9) Don’t Take It Too Seriously
A coding test may seem like a lot of pressure, but there’s a good chance you’re only as good as your most recent test. Put simply, if you get an A on your last test, odds are you’ll do well on this one too. Think of it as just another part of getting hired—you wouldn’t worry about a job interview because you already have a job. The same should go for your coding tests. Don’t stress out about them, and focus on being yourself and having fun with it. If something comes up that seems difficult or frustrating during an interview or testing period—don’t panic! You’ll be fine. It’s all part of becoming a coder. Just take it easy and try to enjoy yourself. Practice makes perfect. When someone says practice makes perfect, they’re not kidding around. Practicing regularly is essential to doing well on a coding test (or any kind of exam). This means more than just memorizing what you need to know: practice actually makes permanent changes in your brain, so regular practice is especially important when preparing for big exams such as interviews and coding tests. Practice doesn’t necessarily mean sitting down at home by yourself; ask friends or classmates if they want to help each other learn the material through group study sessions. Plus, it’s easier than ever before to find free online resources these days!
10) Enjoy Yourself!
It is important to stay calm and relaxed during a coding test. You will have time before and after each problem, so feel free to take breaks whenever you need. If you are feeling anxious or nervous, just slow down and take your time with each question. It is easy to go too fast in these types of situations, which can cause unnecessary mistakes that cost valuable points.
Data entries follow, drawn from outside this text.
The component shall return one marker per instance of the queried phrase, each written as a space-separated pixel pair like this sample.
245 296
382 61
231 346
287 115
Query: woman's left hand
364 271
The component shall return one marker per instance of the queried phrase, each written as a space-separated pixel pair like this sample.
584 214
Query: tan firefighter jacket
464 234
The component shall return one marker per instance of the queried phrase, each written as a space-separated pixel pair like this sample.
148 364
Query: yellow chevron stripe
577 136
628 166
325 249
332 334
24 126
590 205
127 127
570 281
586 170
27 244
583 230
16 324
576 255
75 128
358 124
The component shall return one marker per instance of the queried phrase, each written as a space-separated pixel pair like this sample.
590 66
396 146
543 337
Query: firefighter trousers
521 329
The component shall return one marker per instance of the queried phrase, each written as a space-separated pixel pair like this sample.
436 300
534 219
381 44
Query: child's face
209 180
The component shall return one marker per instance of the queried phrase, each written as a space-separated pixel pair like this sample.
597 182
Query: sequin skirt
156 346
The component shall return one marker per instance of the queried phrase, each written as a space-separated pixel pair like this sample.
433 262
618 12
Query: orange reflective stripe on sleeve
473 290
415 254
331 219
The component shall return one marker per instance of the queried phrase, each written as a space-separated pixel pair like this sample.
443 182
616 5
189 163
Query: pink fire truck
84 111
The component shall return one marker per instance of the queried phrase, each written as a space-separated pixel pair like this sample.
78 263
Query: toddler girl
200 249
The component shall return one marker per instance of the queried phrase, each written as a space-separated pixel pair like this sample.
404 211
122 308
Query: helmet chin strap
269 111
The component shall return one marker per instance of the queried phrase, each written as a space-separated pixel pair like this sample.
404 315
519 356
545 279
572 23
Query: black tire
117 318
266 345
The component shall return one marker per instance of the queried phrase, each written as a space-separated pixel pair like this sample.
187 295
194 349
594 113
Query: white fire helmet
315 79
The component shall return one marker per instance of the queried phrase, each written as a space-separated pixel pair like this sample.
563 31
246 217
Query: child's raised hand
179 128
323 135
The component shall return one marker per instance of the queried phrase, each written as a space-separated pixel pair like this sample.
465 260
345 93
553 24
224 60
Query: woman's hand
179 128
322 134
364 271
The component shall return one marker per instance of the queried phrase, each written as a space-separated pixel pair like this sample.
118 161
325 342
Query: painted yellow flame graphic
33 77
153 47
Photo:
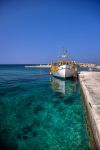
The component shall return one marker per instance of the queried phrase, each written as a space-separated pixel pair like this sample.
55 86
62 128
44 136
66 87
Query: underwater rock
1 103
19 136
28 129
25 137
37 109
34 133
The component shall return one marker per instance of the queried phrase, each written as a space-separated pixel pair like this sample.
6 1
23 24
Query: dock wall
90 86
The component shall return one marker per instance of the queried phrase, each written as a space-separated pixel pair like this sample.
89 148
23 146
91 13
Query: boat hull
64 71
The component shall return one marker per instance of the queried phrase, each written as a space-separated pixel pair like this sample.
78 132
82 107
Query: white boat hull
64 71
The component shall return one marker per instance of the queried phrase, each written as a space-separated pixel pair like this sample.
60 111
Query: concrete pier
90 86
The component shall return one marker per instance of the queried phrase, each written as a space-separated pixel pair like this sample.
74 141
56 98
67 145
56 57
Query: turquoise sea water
38 112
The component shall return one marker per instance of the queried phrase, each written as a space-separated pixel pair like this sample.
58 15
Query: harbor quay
90 87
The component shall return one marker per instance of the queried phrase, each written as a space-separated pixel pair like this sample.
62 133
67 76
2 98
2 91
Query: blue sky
34 31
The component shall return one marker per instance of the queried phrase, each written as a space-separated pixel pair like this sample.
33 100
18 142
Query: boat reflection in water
60 87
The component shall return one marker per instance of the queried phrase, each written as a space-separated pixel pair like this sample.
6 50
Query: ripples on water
38 112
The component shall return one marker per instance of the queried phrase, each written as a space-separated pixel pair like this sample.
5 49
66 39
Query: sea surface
39 112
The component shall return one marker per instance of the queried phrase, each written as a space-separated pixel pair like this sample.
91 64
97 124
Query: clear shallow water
38 112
An important thing to remember about coding tests is that they measure your knowledge, not your ability. Thus it’s ok if you don’t finish all questions on time as long as you get most of them right! The more problems you solve correctly, the better your chance of getting an offer. So do your best and enjoy yourself! There is no penalty for guessing, so if you aren’t sure about something, choose whatever answer seems reasonable at first glance. As long as you’ve done enough practice and studied hard, you should be able to eliminate some options through the process of elimination. Also, look out for patterns – if one answer seems correct every time then there’s a good chance it might be true! If you are interested to learn new coding skills, the Entri app will help you to acquire them very easily. Entri app is following a structural study plan so that the students can learn very easily. If you don’t have a coding background, it won’t be any problem. You can download the Entri app from the google play store and enroll in your favorite course.